На бесконечное будущее тинейджер смотрит, как на годы графа Монте-Кристо в тюрьме – хватит времени и на миллион сигарет, и на миллион чипсов, и на кашель, и на таблетки от кашля, и на водку, и на «хорошо учиться», и на «плохо учиться», и на йогу, и на курсы французского, и на гитару Gibson, и на японскую диету и даже на скуку чистой воды по любому придётся выделить года полтора. Океаны времени просто некуда девать. Если только третья четверть в шестом классе тянется бесконечно, то что говорить о безмерно далёкой старости, когда исполнится тридцать или, о Боже, нет, сорок лет.

Вдобавок каждое поколение втайне верит, что вот-вот, через годик-два придумают безопасные сигареты, полезную водку и эликсир молодости.

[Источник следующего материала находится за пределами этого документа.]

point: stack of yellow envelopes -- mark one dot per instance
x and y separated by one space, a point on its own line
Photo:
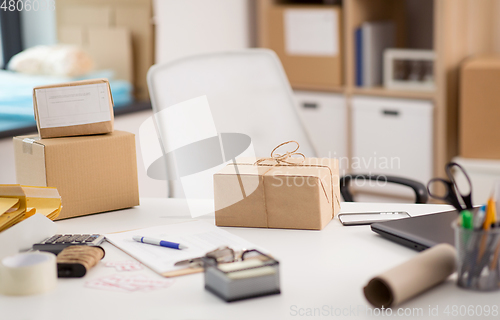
20 202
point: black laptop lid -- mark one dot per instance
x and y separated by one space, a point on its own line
419 232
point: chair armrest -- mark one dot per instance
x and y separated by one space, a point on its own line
421 195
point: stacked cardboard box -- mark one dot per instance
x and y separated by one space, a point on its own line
118 34
93 167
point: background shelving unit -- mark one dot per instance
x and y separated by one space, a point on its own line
454 29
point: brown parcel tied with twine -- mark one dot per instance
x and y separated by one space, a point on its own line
413 277
277 192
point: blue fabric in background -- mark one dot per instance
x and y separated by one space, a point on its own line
16 95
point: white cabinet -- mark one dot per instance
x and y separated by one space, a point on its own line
393 137
325 118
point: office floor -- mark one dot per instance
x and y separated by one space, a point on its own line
129 122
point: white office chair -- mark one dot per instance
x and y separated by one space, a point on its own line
248 92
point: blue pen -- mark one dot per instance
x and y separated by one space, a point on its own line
158 242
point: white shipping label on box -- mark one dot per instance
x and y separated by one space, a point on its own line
311 32
73 105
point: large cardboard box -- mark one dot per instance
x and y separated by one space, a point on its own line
92 173
73 108
307 39
266 195
479 115
118 34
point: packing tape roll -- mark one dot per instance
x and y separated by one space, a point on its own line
413 277
28 273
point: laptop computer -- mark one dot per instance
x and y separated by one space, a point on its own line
420 232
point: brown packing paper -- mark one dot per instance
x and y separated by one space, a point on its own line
411 278
75 130
278 192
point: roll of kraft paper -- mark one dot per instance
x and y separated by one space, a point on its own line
28 273
413 277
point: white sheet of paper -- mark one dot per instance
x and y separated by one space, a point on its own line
73 105
311 32
200 237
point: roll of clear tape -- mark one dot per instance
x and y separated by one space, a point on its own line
28 273
411 278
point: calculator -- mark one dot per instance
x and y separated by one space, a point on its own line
58 242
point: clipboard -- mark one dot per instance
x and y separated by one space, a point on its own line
199 236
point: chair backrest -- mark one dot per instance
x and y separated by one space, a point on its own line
248 92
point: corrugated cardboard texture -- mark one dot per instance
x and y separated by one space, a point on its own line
83 129
92 173
480 108
75 17
304 71
305 196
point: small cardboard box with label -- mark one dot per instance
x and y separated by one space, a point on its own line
277 192
73 108
93 174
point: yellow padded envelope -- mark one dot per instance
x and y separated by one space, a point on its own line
20 202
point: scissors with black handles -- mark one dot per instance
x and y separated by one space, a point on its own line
452 193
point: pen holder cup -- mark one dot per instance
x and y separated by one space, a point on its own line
478 258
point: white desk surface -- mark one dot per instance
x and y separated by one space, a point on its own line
323 270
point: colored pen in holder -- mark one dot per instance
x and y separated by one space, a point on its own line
478 258
256 274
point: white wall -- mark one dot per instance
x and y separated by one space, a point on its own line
190 27
38 27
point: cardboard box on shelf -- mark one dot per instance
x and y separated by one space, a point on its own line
479 112
307 38
133 46
304 195
93 174
73 108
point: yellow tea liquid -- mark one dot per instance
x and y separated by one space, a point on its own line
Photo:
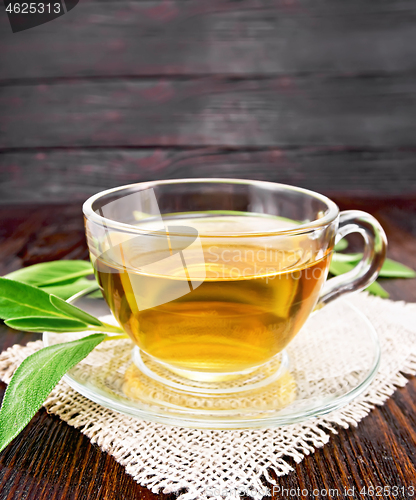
254 296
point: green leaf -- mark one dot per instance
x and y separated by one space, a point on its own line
376 289
68 290
392 269
49 273
98 294
35 378
341 245
74 312
18 300
41 324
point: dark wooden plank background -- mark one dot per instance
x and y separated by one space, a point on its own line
320 94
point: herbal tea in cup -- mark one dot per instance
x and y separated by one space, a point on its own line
213 278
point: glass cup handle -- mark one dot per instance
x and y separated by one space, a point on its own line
367 270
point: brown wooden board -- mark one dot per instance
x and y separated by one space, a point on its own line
165 37
64 175
314 111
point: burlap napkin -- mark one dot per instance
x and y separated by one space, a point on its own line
215 463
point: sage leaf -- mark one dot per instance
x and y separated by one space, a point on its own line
65 291
49 273
376 289
340 267
392 269
74 312
41 324
35 378
18 300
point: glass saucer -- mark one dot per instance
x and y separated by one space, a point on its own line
332 359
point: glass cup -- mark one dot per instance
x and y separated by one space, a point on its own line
212 278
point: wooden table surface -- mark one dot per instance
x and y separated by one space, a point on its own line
50 460
315 93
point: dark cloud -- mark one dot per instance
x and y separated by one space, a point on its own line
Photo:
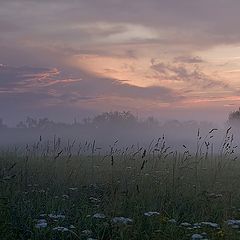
65 89
188 59
194 76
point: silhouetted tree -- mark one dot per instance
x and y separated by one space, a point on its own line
115 118
234 117
2 125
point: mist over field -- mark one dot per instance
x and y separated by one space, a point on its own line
122 129
119 120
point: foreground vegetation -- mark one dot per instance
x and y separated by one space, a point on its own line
49 191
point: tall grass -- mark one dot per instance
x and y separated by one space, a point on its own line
65 185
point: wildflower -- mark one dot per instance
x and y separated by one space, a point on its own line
196 236
94 200
173 221
210 224
185 224
122 220
41 223
99 215
61 229
150 214
233 223
59 216
87 232
65 196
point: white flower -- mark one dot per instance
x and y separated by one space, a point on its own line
87 232
61 229
42 223
150 214
99 215
196 236
233 223
59 216
173 221
185 224
65 196
122 220
210 224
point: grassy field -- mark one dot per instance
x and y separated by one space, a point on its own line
48 191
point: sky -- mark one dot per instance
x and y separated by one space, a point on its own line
174 59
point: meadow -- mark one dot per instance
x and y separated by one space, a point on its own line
55 191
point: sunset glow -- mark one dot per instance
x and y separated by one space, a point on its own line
163 58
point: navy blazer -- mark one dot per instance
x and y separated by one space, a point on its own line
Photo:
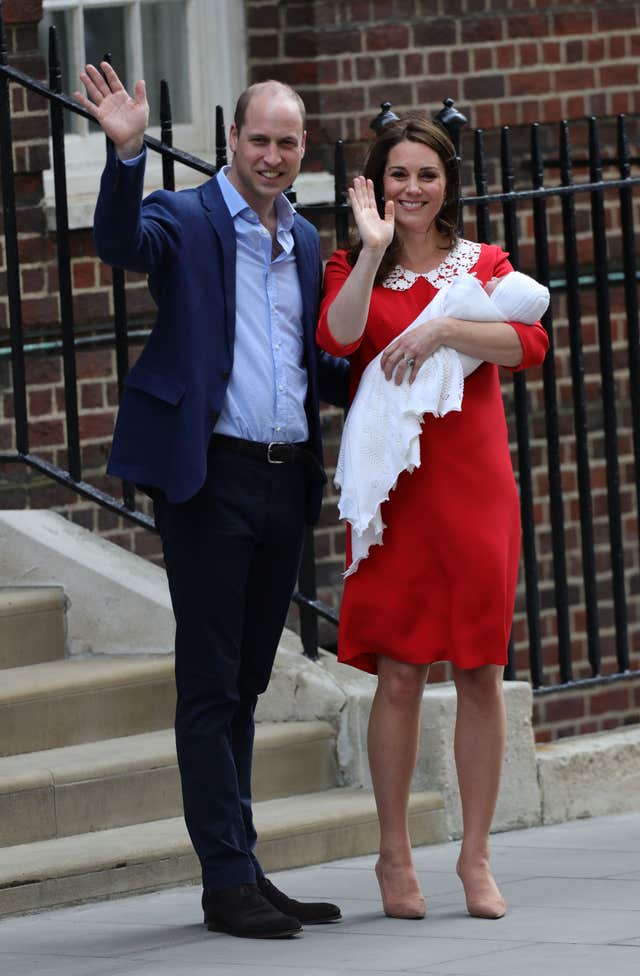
173 395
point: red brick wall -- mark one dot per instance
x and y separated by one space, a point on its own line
504 62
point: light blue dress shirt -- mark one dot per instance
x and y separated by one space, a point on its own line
268 385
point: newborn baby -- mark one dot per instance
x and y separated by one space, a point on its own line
381 436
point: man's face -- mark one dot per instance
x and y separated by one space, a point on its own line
268 149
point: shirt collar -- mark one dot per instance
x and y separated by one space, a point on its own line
237 205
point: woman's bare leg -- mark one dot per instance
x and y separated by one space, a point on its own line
479 752
393 746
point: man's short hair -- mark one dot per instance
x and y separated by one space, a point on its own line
277 87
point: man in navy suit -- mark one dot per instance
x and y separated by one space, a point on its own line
219 421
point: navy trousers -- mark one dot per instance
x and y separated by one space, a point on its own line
232 554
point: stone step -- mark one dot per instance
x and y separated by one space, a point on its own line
46 706
133 779
296 831
32 625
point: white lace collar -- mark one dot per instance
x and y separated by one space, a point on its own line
458 261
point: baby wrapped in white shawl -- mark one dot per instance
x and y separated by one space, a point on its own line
382 430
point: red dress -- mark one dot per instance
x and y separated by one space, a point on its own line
442 585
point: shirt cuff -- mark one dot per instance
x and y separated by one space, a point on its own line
133 160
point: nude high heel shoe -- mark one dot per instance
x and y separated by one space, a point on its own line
485 901
410 906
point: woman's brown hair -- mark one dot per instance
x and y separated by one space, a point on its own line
412 128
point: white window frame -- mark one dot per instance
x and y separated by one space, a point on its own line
217 74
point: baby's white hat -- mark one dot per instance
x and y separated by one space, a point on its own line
520 298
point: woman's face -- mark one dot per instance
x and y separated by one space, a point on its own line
414 178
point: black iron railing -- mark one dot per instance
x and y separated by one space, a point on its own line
497 215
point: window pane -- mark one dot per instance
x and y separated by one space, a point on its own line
70 82
164 49
104 33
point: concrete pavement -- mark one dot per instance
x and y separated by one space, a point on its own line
573 891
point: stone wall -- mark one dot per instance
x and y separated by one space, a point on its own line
504 64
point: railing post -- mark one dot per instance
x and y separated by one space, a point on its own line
630 295
340 195
452 120
600 256
221 140
522 431
64 263
581 426
551 419
307 587
166 137
121 330
12 255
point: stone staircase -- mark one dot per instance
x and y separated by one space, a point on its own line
90 802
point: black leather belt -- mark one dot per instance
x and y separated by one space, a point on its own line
276 452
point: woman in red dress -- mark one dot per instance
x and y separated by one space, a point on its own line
441 587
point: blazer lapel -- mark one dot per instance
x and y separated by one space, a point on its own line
222 224
305 259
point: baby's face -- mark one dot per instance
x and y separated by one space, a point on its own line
491 285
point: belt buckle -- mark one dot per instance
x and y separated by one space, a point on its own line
269 446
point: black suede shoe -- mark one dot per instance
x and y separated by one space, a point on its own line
309 913
245 912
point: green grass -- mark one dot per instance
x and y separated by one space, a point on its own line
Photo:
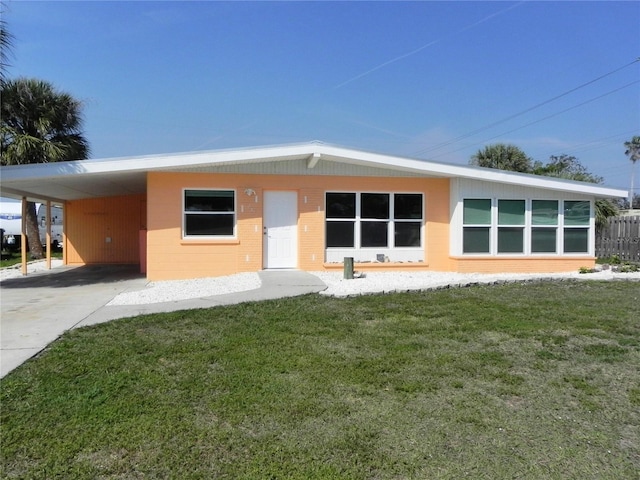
514 381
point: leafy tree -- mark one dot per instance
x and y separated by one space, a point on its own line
633 152
565 166
509 157
503 157
39 124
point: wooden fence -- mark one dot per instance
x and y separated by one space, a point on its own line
621 237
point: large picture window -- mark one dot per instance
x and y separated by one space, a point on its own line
525 226
576 223
477 225
209 213
373 220
544 226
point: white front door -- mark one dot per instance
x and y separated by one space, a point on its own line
280 239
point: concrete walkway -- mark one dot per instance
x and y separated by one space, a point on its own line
37 309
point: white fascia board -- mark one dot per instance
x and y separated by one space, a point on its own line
275 153
477 173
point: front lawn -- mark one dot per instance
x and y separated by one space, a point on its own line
538 380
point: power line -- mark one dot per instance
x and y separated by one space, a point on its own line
547 117
515 115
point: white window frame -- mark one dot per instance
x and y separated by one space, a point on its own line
528 228
209 237
366 254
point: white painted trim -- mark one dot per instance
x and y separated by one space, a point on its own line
16 175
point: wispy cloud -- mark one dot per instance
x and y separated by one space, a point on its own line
427 45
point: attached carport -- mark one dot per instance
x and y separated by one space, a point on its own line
60 183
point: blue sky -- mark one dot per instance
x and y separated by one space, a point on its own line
432 80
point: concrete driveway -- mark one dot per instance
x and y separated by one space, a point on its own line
35 310
38 308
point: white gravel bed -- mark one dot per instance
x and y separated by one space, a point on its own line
174 290
387 282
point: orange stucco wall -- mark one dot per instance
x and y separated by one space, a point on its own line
169 256
104 230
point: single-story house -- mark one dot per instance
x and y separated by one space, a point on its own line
308 206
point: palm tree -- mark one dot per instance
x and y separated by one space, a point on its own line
6 42
633 152
39 124
503 157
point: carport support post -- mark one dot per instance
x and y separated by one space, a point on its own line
23 236
348 268
48 236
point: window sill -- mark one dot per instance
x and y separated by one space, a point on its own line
375 265
210 241
521 256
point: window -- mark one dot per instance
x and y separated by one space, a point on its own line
341 215
373 220
476 236
407 208
209 213
374 225
510 233
544 230
577 215
525 226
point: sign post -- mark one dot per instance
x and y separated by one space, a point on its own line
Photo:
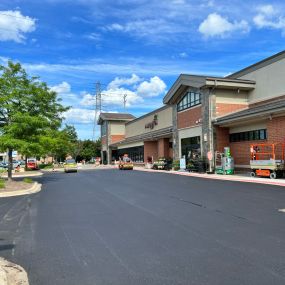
182 164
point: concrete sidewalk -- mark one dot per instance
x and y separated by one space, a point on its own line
36 187
12 274
24 174
235 177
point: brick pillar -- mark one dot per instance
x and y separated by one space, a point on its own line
276 130
163 147
222 138
150 149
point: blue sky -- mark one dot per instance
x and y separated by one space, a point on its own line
137 48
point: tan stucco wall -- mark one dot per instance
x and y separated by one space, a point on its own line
269 81
127 145
116 128
138 127
231 96
244 128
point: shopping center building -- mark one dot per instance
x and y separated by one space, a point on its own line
204 114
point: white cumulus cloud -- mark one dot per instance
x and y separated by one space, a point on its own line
14 26
133 88
79 116
152 88
269 17
63 87
217 26
119 81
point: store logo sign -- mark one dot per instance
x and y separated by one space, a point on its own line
153 123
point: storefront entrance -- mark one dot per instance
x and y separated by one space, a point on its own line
191 148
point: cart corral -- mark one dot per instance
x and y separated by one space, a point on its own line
267 160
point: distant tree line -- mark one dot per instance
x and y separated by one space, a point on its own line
31 116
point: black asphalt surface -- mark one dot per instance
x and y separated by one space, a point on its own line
130 227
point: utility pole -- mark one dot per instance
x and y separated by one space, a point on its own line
125 101
98 107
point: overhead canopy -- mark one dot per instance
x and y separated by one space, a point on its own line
115 117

В детстве – между шестью и девятнадцатью с половиной лет – мы искажённо представляем себе китов, на которых валяется мир взрослых. Ошибка в представлении о китах прячется в цифрах. Как назло, арифметика служит людям во всех сферах, кроме одной. В сфере плюсов и минусов, о которых мы задумываемся каждый год в день рождения.

Дети верят, что в шестнадцать лет у них появятся мускулы и сиськи. Что в двадцать они будут всё (всё!) знать. Что в двадцать два обязательно будет регулярный-любовный-всегда-кончающийся-оргазмом секс. А в двадцать пять они если и не станут ещё миллионерами, то, во всяком случае, смогут сами купить себе Gibson, грузовик чипсов, ящик виски и таблетки для бессонницы. Кучу-кучу разных таблеток.

Да, конечно, но это неправда.

– Неправда? – спросят дети. – Ну, хорошо, а во сколько лет, по-вашему, у нас вырастут мускулы и сиськи?

А ни во сколько! В самой постановке вопроса – разрушительная сущность веры в связь между количеством прожитых лет с мускуло-сиськами.

Ограничитель «до 16» на эротических DVD или цифра «до 18» на сигаретных киосках – просто ориентиры. Но дети-то придают этим цифрам значение. Мы – нет, они – да.

Кстати, почему эти цифры всегда делятся на два? И почему единственная подобная цифра – 21 – на два не делится? Всемирный заговор, не иначе.

Арифметика врёт, указывая, когда можно пить, курить, трахаться и ездить в Лас-Вегас. Даже родителям дурачков ясно, что некоторым смотреть порнуху можно только через год после свадьбы. А есть кому «можно» курить уже в семнадцать. И есть миллионы организмов, которым вообще никогда не стоит пить и курить.

А с травой вообще смешно. Человек уже три литра конопли скурил, а паспорт ему ещё нельзя, не дорос.

А кто определяет, когда уже можно на тракторе картошку делать и танки смазывать? А почему сигареты именно с восемнадцати? Вот проснулся мальчик в день рождения – и спокойно закуривает. Что изменилось? Поумнел за ночь сильно?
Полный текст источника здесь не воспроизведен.